Is this use of str_replace sufficient to prevent SQL injection attacks?

Question

Edit if you plan on answering this question please at least read it. Don't simply read the title, then Google 'sql injection php', and paste the results as an answer

First, I'm well aware that there are lots of resources available on how best to prevent SQL injection, but my question is specifically about if very little effort can be enough.

An organization I contract for was recently told that partners' (PHP) websites developed by their previous contractor have been found to have major security issues (my personal favourite is by using the string 'Emergency' in a URL you can gain unauthenticated access to any page in the site...)

I have been asked to review the security of a PHP site and highlight any major issues. I know from previous experience with this site that the standard of coding is truly awful (e.g. huge swathes of code duplicated across pages with around 5% variation, hundreds of unused variables, $var = "yes" in place of booleans, SQL statements written into every single script, unsecure by default (some pages forget to authenticate users), etc). Reviewing the site is a painful reminder that there are some real morons in the world that call themselves developers.

Because of these code quality issues I want to only highlight the serious and semi-serious security problems. If I note every problem with the site my review will take weeks.

I am not an expert on SQL injection, but it's my understanding that you must be able to close an existing query's quoted string before injecting any other kind of statement. So is the following line of code sufficient?

"'".str_replace("'","''",$_POST['var_name'])."'"

I'm not interested in suggestions about improving or changing the code, just whether it's possible in this scenario for SQL injection via $_POST['var_name']. If you're not familiar with PHP str_replace does replace all instances of the first argument with the second, not just the first instance.

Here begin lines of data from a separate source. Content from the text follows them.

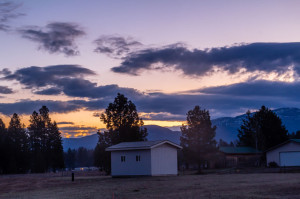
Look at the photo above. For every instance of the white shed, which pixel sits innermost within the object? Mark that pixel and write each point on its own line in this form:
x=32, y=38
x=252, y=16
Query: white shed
x=144, y=158
x=285, y=154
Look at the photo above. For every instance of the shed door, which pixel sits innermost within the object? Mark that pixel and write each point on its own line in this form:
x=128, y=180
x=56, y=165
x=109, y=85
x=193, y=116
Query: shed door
x=290, y=158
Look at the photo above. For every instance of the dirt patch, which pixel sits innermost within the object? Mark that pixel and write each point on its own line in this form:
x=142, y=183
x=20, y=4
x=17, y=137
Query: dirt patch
x=276, y=185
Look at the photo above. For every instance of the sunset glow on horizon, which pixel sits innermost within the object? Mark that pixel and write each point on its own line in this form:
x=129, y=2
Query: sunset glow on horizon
x=164, y=56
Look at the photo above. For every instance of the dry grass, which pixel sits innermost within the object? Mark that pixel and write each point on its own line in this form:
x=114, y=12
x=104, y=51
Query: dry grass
x=271, y=185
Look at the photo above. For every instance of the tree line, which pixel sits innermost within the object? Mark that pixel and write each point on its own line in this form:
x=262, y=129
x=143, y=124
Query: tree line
x=37, y=148
x=80, y=157
x=262, y=130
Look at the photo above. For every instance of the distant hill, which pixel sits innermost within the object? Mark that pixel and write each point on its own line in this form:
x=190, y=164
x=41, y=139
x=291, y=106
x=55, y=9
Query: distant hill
x=226, y=129
x=154, y=133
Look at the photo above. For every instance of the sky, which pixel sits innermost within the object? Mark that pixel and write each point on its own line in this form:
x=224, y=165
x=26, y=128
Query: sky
x=165, y=56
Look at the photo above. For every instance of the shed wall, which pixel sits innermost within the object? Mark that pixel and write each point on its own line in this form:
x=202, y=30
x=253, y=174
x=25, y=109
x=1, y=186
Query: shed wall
x=130, y=166
x=164, y=160
x=274, y=155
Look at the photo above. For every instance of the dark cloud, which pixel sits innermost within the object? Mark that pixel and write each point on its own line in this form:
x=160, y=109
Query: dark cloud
x=220, y=101
x=268, y=57
x=55, y=37
x=96, y=114
x=36, y=77
x=5, y=72
x=5, y=90
x=115, y=46
x=67, y=79
x=49, y=91
x=163, y=116
x=78, y=128
x=28, y=106
x=8, y=11
x=261, y=88
x=65, y=123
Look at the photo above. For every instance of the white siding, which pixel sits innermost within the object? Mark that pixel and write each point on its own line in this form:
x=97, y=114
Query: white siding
x=290, y=158
x=274, y=155
x=131, y=166
x=164, y=160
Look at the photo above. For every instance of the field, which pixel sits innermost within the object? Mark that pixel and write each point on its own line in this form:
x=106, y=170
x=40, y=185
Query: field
x=93, y=185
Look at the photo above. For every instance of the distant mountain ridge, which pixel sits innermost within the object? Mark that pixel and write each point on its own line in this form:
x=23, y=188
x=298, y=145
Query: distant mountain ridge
x=227, y=127
x=227, y=130
x=154, y=133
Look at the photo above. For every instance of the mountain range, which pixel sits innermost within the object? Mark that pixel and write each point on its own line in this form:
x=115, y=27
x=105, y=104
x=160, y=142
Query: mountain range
x=227, y=129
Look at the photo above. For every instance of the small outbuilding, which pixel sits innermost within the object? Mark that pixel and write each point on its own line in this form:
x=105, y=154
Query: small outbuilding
x=240, y=156
x=285, y=154
x=146, y=158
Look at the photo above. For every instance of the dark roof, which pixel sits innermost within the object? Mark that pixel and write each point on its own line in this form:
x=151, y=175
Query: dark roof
x=140, y=145
x=238, y=150
x=290, y=140
x=295, y=140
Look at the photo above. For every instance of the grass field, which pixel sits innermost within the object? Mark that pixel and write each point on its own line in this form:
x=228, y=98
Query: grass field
x=93, y=185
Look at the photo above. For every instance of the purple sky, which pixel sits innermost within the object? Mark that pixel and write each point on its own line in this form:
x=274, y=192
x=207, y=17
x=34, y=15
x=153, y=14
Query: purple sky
x=166, y=56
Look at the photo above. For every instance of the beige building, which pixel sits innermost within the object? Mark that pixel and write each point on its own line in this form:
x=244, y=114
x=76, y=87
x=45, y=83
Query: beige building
x=285, y=154
x=149, y=158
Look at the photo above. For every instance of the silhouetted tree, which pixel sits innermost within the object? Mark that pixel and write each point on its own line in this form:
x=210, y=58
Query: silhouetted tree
x=55, y=147
x=18, y=146
x=4, y=153
x=262, y=130
x=123, y=125
x=198, y=136
x=295, y=135
x=70, y=158
x=45, y=142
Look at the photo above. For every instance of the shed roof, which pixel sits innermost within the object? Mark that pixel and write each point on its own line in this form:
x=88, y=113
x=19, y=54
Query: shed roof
x=140, y=145
x=288, y=141
x=239, y=150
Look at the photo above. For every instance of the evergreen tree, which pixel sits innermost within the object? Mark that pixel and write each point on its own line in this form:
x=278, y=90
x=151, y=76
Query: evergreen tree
x=197, y=137
x=123, y=125
x=18, y=146
x=45, y=142
x=70, y=158
x=4, y=153
x=35, y=130
x=55, y=147
x=262, y=130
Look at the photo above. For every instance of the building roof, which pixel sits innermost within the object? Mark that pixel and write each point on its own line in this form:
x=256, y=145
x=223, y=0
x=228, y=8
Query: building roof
x=288, y=141
x=140, y=145
x=238, y=150
x=295, y=140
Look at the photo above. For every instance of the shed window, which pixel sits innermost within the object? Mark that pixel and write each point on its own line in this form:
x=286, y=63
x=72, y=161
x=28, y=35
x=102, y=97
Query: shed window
x=138, y=158
x=123, y=158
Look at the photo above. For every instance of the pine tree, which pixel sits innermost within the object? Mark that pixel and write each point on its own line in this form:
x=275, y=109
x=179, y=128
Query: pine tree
x=19, y=146
x=197, y=137
x=123, y=125
x=4, y=153
x=262, y=130
x=55, y=147
x=122, y=121
x=46, y=142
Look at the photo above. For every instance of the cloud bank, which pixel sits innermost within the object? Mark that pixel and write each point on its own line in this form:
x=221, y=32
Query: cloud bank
x=115, y=46
x=221, y=101
x=267, y=57
x=65, y=79
x=56, y=37
x=5, y=90
x=8, y=11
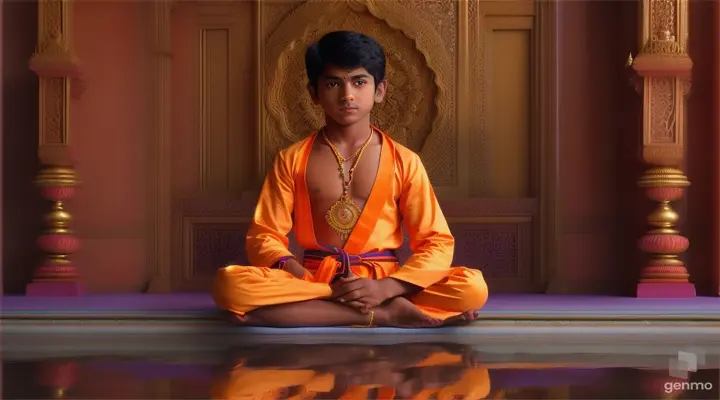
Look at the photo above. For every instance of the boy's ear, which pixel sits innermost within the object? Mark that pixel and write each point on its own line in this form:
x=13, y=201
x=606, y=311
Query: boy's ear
x=313, y=93
x=380, y=91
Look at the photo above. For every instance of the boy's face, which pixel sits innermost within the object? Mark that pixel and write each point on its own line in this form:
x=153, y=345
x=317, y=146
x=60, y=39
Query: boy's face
x=347, y=96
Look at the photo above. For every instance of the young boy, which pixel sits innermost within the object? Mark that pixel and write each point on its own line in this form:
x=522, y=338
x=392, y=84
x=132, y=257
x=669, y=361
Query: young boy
x=346, y=191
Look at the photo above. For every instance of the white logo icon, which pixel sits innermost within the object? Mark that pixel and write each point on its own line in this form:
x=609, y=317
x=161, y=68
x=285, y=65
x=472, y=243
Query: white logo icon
x=686, y=362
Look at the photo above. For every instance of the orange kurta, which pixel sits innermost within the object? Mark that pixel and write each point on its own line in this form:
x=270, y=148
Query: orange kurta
x=402, y=195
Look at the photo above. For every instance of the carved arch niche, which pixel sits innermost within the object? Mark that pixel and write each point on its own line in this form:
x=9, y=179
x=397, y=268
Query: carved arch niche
x=419, y=110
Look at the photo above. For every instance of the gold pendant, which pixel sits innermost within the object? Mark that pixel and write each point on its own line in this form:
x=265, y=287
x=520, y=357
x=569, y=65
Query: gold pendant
x=343, y=215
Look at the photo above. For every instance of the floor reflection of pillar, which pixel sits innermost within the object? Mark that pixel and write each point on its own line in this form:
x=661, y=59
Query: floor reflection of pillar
x=58, y=74
x=58, y=376
x=664, y=68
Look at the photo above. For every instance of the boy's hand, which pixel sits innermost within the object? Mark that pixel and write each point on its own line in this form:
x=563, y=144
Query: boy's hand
x=360, y=293
x=295, y=268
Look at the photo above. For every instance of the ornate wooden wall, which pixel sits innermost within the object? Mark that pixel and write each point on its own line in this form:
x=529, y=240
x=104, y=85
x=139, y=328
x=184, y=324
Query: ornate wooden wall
x=471, y=90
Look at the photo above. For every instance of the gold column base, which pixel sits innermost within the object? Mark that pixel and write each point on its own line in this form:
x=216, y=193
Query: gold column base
x=664, y=275
x=57, y=275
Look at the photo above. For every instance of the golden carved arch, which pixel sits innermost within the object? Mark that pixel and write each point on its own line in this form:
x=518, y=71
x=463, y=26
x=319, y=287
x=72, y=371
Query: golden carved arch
x=420, y=108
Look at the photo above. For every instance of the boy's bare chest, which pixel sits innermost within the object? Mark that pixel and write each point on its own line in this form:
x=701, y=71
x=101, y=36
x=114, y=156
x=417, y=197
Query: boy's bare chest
x=325, y=182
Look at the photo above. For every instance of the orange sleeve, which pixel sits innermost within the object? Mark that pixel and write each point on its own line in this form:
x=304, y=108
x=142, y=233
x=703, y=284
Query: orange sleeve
x=267, y=242
x=431, y=242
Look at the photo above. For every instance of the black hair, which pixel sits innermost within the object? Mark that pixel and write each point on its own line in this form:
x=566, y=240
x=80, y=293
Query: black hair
x=345, y=49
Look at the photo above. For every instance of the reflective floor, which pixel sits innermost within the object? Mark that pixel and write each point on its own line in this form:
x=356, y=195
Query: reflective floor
x=400, y=371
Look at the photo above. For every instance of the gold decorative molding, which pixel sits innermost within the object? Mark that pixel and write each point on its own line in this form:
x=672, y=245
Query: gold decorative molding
x=159, y=185
x=56, y=66
x=664, y=68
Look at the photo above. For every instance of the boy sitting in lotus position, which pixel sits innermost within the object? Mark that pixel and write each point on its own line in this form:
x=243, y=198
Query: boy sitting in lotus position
x=346, y=191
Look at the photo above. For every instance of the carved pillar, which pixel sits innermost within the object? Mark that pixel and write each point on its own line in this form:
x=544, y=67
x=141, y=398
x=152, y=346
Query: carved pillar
x=58, y=72
x=664, y=69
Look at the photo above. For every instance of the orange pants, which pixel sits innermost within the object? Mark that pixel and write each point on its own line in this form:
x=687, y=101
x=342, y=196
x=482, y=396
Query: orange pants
x=241, y=289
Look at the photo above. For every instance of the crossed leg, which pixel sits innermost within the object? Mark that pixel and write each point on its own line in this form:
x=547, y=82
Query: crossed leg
x=269, y=297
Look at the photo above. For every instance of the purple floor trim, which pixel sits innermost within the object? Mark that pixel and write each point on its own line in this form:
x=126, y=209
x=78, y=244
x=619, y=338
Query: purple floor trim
x=497, y=305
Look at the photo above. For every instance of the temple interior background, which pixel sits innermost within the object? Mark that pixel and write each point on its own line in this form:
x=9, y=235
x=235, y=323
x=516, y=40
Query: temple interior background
x=525, y=115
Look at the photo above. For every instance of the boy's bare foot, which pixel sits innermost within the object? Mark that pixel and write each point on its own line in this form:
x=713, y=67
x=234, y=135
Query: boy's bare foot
x=401, y=313
x=462, y=319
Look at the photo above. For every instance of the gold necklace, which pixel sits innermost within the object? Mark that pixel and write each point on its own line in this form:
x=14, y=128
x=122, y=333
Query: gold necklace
x=344, y=213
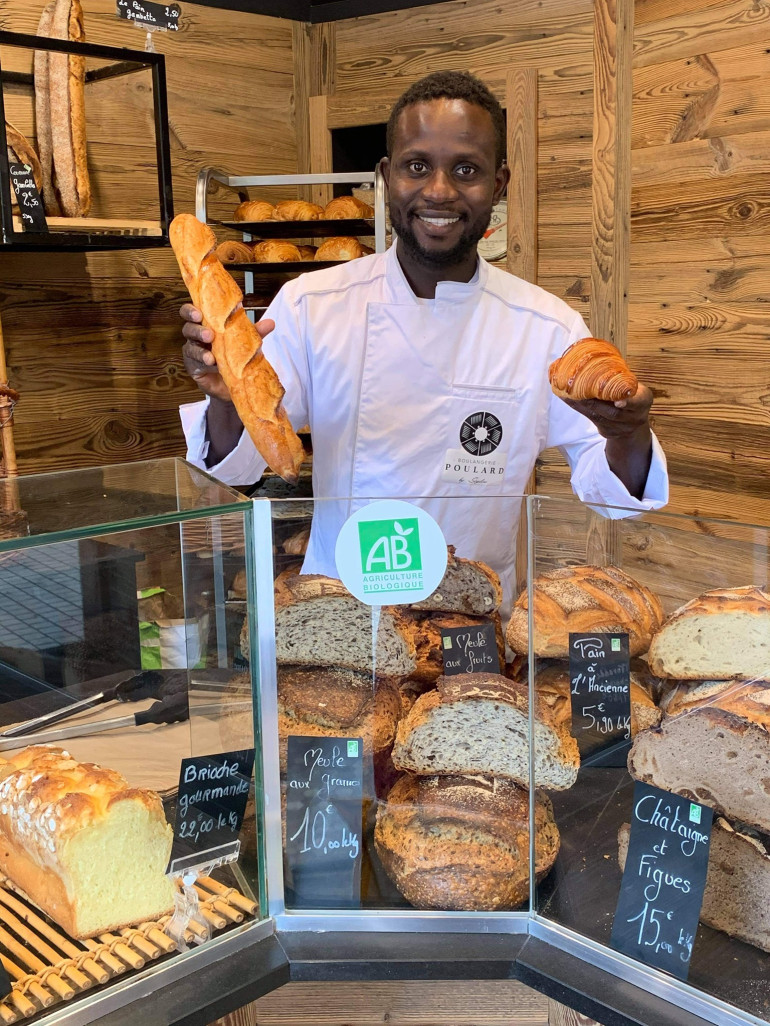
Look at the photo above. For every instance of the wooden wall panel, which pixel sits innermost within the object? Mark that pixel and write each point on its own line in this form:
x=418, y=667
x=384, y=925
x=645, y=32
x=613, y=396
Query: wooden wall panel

Any input much appreciated.

Answer 1

No. In all honesty, if you are not preparing your statements, you are ASKING for a world of hurt.

Just because you escape your quotes with quotes, you are not protecting yourself. Think about this:

A user send you: username'; drop database foo;

You will escape it as username''; drop database foo;

But! if the user does: username\'; drop database foo;

You will be in trouble. You will resolve this for username\''; drop database foo;

Meaning the quote the user placed is escaped, and your quote ended the field username. The drop will then be execute. This is very unsecure.

You need to make sure you Prepare your statements or apply a quote command such as PDO::quote or mysqli_real_escape_string as these escape special characters.

Answer 2

You've got two options - Escaping the special characters in your unsafe_variable, or using a parameterized query.

$safe_variable = mysql_real_escape_string($_POST["user-input"]);


$mysqli = new mysqli("server", "username", "password", "database_name");    
$unsafe_variable = $_POST["user-input"];
$stmt = $mysqli->prepare("INSERT INTO table (column) VALUES (?)");

Both would protect you from SQL Injection. The parameterized query is considered better practice, but escaping characters in your variable will require fewer changes.